70-year-old Mahin (Lily Farhadpour, excellent) lives a lonely life in Tehran. Her husband is long dead. Her daughter and granddaughters have emigrated abroad and contact is limited to brief FaceTime chats. Even the once-weekly get-togethers with friends have become an annual affair and the gossip has given way to discussion of bowel polyps and other medical ills.

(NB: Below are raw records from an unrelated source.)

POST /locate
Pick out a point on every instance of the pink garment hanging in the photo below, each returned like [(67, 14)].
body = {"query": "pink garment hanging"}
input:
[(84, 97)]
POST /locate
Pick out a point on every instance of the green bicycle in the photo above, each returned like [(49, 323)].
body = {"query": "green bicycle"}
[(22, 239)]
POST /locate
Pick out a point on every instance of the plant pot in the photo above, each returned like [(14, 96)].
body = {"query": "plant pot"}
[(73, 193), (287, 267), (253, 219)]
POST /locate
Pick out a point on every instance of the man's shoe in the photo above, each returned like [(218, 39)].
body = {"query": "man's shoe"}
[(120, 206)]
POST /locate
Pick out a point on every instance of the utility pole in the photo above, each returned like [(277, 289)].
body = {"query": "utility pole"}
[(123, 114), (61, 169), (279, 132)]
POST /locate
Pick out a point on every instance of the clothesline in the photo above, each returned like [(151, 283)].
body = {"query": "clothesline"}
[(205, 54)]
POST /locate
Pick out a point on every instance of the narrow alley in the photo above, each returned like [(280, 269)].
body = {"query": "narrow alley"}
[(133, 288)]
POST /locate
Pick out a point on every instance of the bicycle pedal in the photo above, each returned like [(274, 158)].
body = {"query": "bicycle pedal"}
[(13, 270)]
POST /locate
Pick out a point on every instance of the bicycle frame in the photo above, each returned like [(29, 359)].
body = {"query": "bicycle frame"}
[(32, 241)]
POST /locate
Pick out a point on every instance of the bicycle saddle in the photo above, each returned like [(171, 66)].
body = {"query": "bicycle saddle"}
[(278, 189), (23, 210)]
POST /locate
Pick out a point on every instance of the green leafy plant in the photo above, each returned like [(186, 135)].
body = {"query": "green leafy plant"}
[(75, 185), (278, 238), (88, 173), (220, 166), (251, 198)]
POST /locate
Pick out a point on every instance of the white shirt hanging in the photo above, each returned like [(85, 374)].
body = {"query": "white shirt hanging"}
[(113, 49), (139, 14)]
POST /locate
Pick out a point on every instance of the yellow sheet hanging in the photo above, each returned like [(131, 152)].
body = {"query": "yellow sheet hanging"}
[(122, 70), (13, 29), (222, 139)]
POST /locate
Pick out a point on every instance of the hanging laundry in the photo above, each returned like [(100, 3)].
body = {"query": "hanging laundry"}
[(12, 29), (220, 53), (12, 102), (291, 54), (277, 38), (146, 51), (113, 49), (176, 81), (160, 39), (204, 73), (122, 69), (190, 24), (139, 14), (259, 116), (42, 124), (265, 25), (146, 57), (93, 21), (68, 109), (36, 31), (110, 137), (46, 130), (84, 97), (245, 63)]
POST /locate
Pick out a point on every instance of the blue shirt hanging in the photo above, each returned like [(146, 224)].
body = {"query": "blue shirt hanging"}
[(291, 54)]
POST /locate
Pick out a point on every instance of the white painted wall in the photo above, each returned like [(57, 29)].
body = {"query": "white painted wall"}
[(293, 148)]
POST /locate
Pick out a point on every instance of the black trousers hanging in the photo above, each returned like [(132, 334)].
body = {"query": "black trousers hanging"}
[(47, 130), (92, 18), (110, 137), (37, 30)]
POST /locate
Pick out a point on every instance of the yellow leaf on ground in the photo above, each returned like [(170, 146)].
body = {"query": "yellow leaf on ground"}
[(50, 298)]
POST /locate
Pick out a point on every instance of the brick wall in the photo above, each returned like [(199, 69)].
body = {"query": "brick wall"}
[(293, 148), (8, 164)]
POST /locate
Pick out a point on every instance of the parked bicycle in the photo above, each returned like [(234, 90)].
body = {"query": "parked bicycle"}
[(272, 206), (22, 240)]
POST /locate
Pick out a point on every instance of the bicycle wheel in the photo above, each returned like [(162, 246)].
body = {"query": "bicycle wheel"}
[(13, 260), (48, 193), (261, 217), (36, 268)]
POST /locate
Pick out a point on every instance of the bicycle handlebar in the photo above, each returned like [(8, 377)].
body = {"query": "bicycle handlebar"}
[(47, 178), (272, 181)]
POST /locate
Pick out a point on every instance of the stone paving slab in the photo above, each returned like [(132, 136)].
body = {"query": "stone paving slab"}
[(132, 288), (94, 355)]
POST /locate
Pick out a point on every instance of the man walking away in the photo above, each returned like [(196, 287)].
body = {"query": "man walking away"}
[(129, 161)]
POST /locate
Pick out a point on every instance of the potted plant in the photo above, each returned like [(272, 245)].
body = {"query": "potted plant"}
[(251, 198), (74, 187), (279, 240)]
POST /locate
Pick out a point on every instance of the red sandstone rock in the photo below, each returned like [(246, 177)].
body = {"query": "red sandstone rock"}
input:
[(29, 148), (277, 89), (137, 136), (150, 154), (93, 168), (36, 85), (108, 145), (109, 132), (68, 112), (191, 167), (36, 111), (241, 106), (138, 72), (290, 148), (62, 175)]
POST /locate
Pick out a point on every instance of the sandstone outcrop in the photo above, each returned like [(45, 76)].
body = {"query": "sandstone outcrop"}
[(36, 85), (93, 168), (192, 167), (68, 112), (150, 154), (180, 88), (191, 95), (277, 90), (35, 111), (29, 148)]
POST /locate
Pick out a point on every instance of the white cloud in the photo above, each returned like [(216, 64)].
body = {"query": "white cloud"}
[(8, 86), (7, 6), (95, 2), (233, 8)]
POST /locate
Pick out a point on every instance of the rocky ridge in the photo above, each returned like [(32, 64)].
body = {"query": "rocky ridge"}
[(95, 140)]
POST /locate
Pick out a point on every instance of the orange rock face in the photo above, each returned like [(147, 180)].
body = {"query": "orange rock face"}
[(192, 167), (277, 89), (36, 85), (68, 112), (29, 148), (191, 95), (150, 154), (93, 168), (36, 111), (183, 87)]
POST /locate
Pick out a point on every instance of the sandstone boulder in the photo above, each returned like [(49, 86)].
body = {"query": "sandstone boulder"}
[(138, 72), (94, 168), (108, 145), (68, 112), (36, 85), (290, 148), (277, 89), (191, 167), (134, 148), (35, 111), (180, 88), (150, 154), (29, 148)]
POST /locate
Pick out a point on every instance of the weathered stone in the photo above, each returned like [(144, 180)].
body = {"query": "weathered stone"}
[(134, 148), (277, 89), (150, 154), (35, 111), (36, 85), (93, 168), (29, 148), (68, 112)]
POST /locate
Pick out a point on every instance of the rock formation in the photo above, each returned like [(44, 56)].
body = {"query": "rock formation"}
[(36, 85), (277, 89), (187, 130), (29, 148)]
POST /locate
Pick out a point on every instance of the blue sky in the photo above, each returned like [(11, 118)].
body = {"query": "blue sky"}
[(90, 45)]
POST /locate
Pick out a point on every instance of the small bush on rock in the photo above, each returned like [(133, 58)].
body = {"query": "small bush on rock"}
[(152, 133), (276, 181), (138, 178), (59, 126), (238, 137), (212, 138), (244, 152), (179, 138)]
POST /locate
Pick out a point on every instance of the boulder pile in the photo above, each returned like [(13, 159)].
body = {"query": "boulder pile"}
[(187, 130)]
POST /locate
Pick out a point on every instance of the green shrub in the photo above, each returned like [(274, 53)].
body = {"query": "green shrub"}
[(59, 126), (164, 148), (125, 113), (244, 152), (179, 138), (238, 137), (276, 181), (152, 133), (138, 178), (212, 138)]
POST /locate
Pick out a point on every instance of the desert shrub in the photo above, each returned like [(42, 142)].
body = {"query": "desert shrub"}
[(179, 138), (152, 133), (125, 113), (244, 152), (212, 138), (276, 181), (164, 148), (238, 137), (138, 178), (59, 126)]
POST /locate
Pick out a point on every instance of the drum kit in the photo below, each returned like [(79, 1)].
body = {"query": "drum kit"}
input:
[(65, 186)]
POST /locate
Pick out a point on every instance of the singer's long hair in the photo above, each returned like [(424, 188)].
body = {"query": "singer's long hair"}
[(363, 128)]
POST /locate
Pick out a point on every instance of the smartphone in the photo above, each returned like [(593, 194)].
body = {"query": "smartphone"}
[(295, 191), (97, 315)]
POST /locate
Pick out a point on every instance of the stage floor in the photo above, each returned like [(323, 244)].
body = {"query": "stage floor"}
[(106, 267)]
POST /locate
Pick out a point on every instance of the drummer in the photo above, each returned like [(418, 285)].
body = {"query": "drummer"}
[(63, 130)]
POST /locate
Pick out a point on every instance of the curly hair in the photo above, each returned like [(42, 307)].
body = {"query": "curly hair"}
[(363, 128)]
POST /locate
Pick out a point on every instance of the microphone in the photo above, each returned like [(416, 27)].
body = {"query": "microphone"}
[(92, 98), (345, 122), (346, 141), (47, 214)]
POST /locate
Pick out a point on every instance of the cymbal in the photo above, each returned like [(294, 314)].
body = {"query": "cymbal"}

One day, Mahin decides to stop merely surviving and start living. Spotting the septuagenarian taxi driver Faramaz (Esmaeel Mehrabi), she goes for broke, seducing him and bringing him back to her house for a night of music, dance, and wine. Lots and lots of wine.
The Iranian regime took issue with the wine and with the many hijab-free scenes of Mahin enjoying life. The government threatened legal action. They confiscated Moghadam and Sanaeeha's passports, banning them from traveling to Berlin for the film's world premiere. A cardboard portrait of the two directors took their place at the press conference. My Favourite Cake went on to win the Fipresci prize from the international film critics' association for the best title in the competition.
This crowd-pleaser, which answers authoritarian violence with a celebration of life, has sold to more than two dozen territories worldwide and become a sleeper hit in the U.K., where it earned more than $250,000 for Curzon, for Alamode in Germany and Austria, where they have done more than 100,000 admissions, and in Sweden with more than 40,000 admissions for distributor Triart. But the film has yet to land a U.S. distribution deal. That needs to change.